Not uncoincidentally, some of those at the bottom of the list are countries where journalists are more likely to be killed or imprisoned.
At least 81 reporters were killed on the job in 2017, according to the International Federation of Journalists. Some were murdered, some caught up in bomb attacks and others killed in crossfire incidents. More than 250 journalists were in prison last year.
The 2017 death figures were the lowest in a decade – down from 93 in 2016, for instance – but other forms of violence and harassment against media workers have skyrocketed.
As with the journalists killed, the incidents are more rife in places like Mexico (147th on the list, and home to the most deaths) and the war zones of Afghanistan (118), Iraq (160) and Syria (177).
The situation underscores the need for something like World Press Freedom Day. More broadly, the press is working in an environment where governments and corporate interests are working hard to keep the public in the dark, preferring their power go unchecked.
With that in mind, this year’s freedom day theme is “Keeping power in check: media, justice and the rule of law.”

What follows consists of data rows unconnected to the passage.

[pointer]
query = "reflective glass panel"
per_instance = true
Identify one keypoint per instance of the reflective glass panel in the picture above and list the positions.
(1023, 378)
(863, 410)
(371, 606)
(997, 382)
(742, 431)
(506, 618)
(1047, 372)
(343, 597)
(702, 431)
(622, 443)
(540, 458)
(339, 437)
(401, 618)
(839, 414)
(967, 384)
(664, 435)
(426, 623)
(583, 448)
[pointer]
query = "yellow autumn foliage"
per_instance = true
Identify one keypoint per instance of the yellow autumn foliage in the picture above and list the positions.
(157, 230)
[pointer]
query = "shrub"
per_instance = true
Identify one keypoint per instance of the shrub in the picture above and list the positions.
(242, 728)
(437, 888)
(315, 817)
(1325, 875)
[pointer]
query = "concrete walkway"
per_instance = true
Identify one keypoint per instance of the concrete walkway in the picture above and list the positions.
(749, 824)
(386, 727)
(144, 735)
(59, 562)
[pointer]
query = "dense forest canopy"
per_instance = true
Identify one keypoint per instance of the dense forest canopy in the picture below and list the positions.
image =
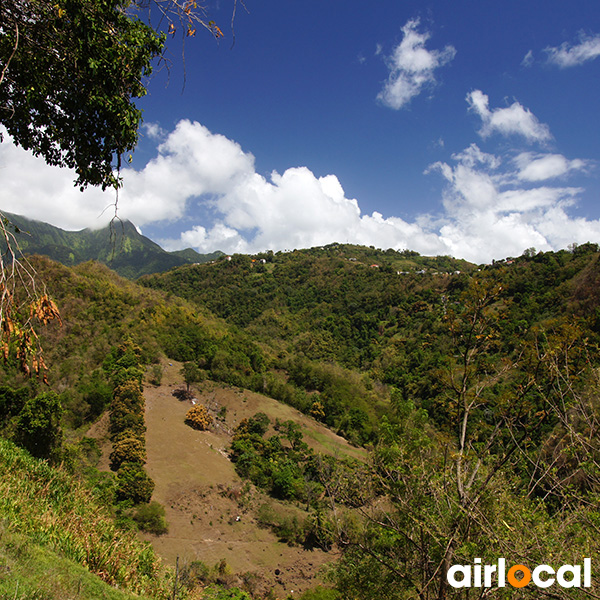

By and large, journalists everywhere struggle with political infrastructures seemingly dedicated to keeping the public in the dark. Openness is an anathema to many in the political ranks, elected officials and administrators alike, who seek to keep information to themselves. This sad reality has spawned organized efforts by public groups, including journalists, to make government more transparent .
Of course, such obfuscation is more clearly evident in larger governments (and, in keeping with current trends, larger businesses whose executives have a vested interest in hiding the truth). This is not to say that local governments are bastions of openness. Given their size and relatively lighter agendas, however, there are fewer opportunities to impose blackouts on the press and, by extension, their readers.
Transparency is crucial to ensuring that elected representatives are politically accountable, an ideal check on power. Access to information is the cornerstone of democracy.
Newspapers, this one included, would have governments lean toward the other, more open side. Events such as those marked by groups such as Reporters Without Borders and Canadian Journalists for Free Expression have shown the perils of doing otherwise.